Diagonally opposite from the museum is one of the oldest houses in Charleston: the “Pink House.” which has seen use as a coffee house, tavern, brothel, home, art studio, law firm, and art gallery. Next, take either Church or State Streets one block south to Broad Street. Duck into the Blind Tiger Pub, a low-slung 1803 establishment, whose majority of taps showcase Charleston breweries, from Westbrook’s lemon cucumber gose, to Low Tide’s peach habanero IPA. Or, grab a coffee across the street at Normandy Farms Bakery.
Walk east towards the Old Exchange Building, then turn right onto East Bay until you reach the pastel-hued facades of thirteen Georgian row houses we call “Rainbow Row,” a colorful stretch of 18th-century vertical homes sharing common walls, built as storefronts beneath with residences above. Just north of Rainbow Row, head west on Elliott Street, then right on Church Street where you’ll find the city’s finest retail cheese shop, Goat.Sheep.Cow.
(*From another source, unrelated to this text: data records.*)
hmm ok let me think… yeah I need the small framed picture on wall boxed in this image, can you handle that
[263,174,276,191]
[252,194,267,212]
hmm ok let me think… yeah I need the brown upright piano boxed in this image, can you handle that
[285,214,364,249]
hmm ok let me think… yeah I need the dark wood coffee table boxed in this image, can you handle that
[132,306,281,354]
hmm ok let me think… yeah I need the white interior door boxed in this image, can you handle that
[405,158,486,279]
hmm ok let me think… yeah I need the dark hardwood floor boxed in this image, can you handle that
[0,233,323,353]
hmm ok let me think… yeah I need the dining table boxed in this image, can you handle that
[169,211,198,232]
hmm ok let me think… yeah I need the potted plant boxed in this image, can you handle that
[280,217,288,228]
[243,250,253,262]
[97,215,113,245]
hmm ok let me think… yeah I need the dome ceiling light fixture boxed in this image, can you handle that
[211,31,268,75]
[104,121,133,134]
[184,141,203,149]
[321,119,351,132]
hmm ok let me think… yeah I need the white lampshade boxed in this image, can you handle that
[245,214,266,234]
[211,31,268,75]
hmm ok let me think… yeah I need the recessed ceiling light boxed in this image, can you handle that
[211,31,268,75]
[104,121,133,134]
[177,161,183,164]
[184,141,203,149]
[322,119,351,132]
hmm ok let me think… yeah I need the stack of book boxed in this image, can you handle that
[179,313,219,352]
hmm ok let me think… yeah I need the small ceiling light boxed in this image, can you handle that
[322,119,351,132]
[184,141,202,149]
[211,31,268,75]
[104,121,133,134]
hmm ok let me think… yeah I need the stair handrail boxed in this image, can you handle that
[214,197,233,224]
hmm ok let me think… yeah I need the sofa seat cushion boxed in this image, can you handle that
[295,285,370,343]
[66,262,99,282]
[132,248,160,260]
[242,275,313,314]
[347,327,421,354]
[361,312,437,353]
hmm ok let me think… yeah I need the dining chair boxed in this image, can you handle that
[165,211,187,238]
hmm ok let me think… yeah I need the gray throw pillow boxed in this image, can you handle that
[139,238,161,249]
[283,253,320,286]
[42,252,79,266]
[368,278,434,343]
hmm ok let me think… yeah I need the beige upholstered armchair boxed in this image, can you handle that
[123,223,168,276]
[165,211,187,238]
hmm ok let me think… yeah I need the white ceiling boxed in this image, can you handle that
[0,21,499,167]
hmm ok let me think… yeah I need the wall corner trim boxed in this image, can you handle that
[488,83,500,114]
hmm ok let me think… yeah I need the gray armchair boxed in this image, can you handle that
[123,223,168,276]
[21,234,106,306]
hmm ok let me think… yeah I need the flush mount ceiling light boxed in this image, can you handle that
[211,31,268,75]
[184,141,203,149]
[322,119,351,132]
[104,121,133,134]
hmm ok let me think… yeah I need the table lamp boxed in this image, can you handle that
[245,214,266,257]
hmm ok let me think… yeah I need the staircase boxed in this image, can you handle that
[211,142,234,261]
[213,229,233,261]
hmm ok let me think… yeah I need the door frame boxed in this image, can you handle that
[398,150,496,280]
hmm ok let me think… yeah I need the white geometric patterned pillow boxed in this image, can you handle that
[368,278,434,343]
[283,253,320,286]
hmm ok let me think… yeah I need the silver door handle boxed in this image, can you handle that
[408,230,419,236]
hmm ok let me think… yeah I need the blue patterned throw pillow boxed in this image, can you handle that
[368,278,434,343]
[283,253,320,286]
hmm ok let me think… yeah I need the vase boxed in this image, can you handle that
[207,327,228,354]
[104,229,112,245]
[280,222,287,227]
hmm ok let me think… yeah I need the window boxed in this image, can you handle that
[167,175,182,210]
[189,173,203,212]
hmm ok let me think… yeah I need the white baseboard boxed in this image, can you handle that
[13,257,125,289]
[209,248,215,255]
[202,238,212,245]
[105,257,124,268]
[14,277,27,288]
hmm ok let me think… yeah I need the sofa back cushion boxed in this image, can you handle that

Buy some provisions for an end-of-walk picnic, then stroll down sleepy Church Street, past the block nicknamed “Cabbage Row” for the fact that its 1920s inhabitants set cabbages and other vegetables on their window sills for sale, inspiring writer Dubose Heyward’s novel Porgy set to music in Gershwin’s opera Porgy and Bess. You’ll also pass the stately brick home of Thomas Heyward, Jr., a signer of the Declaration of Independence who hosted George Washington in 1791. The house is open for tours, and its kitchen garden out back is exemplary.
Then, 58 Church Street is a 1754 home with a rear garden made famous by Emily “Cheeka” Whaley’s 1997 New York Times bestseller “Mrs. Whaley and Her Charleston Garden”—part memoir, part gardening advice. The garden thrives in the hands of Cheeka’s daughter Marty, an artist. Marty and her husband Charles are kind enough to leave the garden gate open to visitors, but as the small sign states, please slip some cash through the mail slot to help with upkeep and plantings. As Cheeka would say, relax on a garden bench to “let your soul catch up with itself.”